When evaluating a plant for placement in the garden, the length of time it blooms is increasingly considered to be of great importance. People are drawn to bougainvillea, trailing lantana and impatiens because of their capacity to stay colorful throughout the year.
Yet, in the end, love cannot exist without expectation, and ultimately, it seems, the plants of which we grow most fond are those that bloom but briefly each year.
Such thoughts take hold these winter days when viewing the suddenly spectacular saucer magnolia. Magnolia x Soulangiana. If you are not familiar with this medium-size tree, you could easily miss it 10 or 11 months of the year. When not in flower, it is barely noticeable, and when noticeable it appears to have been planted by mistake, since its leaves are generally burnt around the margins.

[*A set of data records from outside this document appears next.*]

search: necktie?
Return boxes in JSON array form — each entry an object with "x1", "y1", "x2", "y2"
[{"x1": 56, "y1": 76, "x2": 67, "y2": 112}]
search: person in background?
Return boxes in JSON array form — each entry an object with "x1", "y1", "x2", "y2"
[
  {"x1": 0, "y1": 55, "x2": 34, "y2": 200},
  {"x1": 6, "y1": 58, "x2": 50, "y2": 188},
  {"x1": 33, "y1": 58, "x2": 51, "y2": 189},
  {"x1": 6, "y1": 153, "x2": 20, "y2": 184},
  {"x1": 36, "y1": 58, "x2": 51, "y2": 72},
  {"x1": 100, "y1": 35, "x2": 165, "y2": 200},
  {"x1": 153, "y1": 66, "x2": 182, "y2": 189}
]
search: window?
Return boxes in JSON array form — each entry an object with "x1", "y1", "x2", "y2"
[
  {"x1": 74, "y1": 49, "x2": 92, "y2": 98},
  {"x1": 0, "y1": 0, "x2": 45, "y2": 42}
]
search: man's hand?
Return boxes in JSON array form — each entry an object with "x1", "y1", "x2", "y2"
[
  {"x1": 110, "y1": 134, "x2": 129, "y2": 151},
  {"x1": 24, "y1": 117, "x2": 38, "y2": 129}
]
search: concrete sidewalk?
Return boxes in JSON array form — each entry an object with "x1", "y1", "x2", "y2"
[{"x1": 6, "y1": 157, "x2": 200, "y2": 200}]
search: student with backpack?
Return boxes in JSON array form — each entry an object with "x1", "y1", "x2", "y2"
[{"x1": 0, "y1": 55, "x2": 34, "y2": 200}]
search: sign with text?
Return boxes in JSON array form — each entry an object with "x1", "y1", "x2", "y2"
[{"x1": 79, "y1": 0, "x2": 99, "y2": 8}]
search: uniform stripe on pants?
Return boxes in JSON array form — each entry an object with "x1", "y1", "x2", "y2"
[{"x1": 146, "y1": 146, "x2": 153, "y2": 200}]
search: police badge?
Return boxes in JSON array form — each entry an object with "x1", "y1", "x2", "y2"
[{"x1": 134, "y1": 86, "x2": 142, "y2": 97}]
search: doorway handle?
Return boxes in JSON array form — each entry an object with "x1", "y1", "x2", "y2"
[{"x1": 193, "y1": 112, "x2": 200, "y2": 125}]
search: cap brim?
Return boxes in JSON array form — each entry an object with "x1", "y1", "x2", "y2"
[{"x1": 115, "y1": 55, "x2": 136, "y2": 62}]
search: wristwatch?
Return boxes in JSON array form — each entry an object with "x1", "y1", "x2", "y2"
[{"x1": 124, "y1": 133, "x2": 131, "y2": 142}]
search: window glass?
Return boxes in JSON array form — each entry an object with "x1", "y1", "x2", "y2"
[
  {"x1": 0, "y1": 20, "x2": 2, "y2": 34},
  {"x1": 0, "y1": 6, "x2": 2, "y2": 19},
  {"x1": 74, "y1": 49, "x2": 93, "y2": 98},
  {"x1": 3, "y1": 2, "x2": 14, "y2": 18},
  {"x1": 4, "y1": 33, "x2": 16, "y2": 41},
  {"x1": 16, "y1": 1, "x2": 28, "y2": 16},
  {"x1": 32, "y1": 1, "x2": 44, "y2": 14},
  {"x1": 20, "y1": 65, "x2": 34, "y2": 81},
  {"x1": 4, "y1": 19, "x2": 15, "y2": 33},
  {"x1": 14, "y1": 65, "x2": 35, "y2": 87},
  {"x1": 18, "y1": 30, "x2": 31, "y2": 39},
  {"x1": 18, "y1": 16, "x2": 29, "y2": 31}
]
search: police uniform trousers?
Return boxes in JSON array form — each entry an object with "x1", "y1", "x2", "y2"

Although demanding full sun to flower to its maximum potential, its foliage is invariably scorched.
The saucer magnolia comes completely into bloom while its branches are bare of leaves. Its flowers are various shades of pink, mauve or purple, depending on the variety of saucer magnolia on display. There are, in all, more than a dozen cultivated varieties of this species. All of them are well-shaped trees with pale bark that complements and highlights their bright flowers.
This species is a hybrid, indicated by the “x” between its genus and species names. Although both parents are from China, their seeds were brought to Europe and hybridized by Frenchmen. In fact, the genus Magnolia is named for the French botanist Pierre de Magnol, while the soulangiana species name is meant to honor Etienne Soulange, the Parisian hybridizer of this tree.
When the leaves of the saucer magnolia first appear, you are happily surprised by their felt-like appearance and unique chartreuse color (which is a sort of chartreuse green) Almost immediately, though, they are burnt along the edges. You sigh at this imperfection and look on ruefully as the foliage becomes increasingly sere with each advancing month of spring, summer and fall. Eventually you realize that the saucer magnolia is simply hiding its beauty and its gifts throughout the year, humbly waiting to reveal itself, at the appropriate winter moment, in all its glory.
The mainstay of the magnolias here in the Sun Belt is the southern magnolia or bull bay, Magnolia grandiflora. This tree is native to the Southeast and contributes mightily to the character of New Orleans, where it has been planted abundantly in parks and along streets. The southern magnolia is an evergreen, and its leaves are deep, leathery green on top and brown below; these leaves are quite strong and resist decomposition in the compost pile. The flowers of the southern magnolia are white, up to 10 inches across, and powerfully fragrant when they bloom in summer and fall.
Although durable when mature, magnolias can be slow to establish in the garden, often taking five or six years to show significant growth. They do not like competition from ground covers or underplanted shrubs, so give them plenty of room on all sides. A young magnolia will struggle if grass is planted up to its trunk. Make sure you leave the ground bare around the trunk. A watering basin should be a minimum of 4 feet in diameter. In truth, all trees would benefit from such a bare, circular area around the trunk. Put mulch or compost in the circle, but do not plant flowers or ground covers in it. Back East, such mulched “tree circles” are the norm. Sooner or later, we are certain to follow suit, to the benefit of our trees’ health.
Tip of the week: The cold winter we have experienced has forced Bermuda and Kikuyu lawns into complete dormancy. Lawns can be overseeded with annual winter ryegrass to create a green carpet that will last until the heat returns in April or May. Winter rye will die just as the tropical Bermuda and Kikuyu begin coming to life again.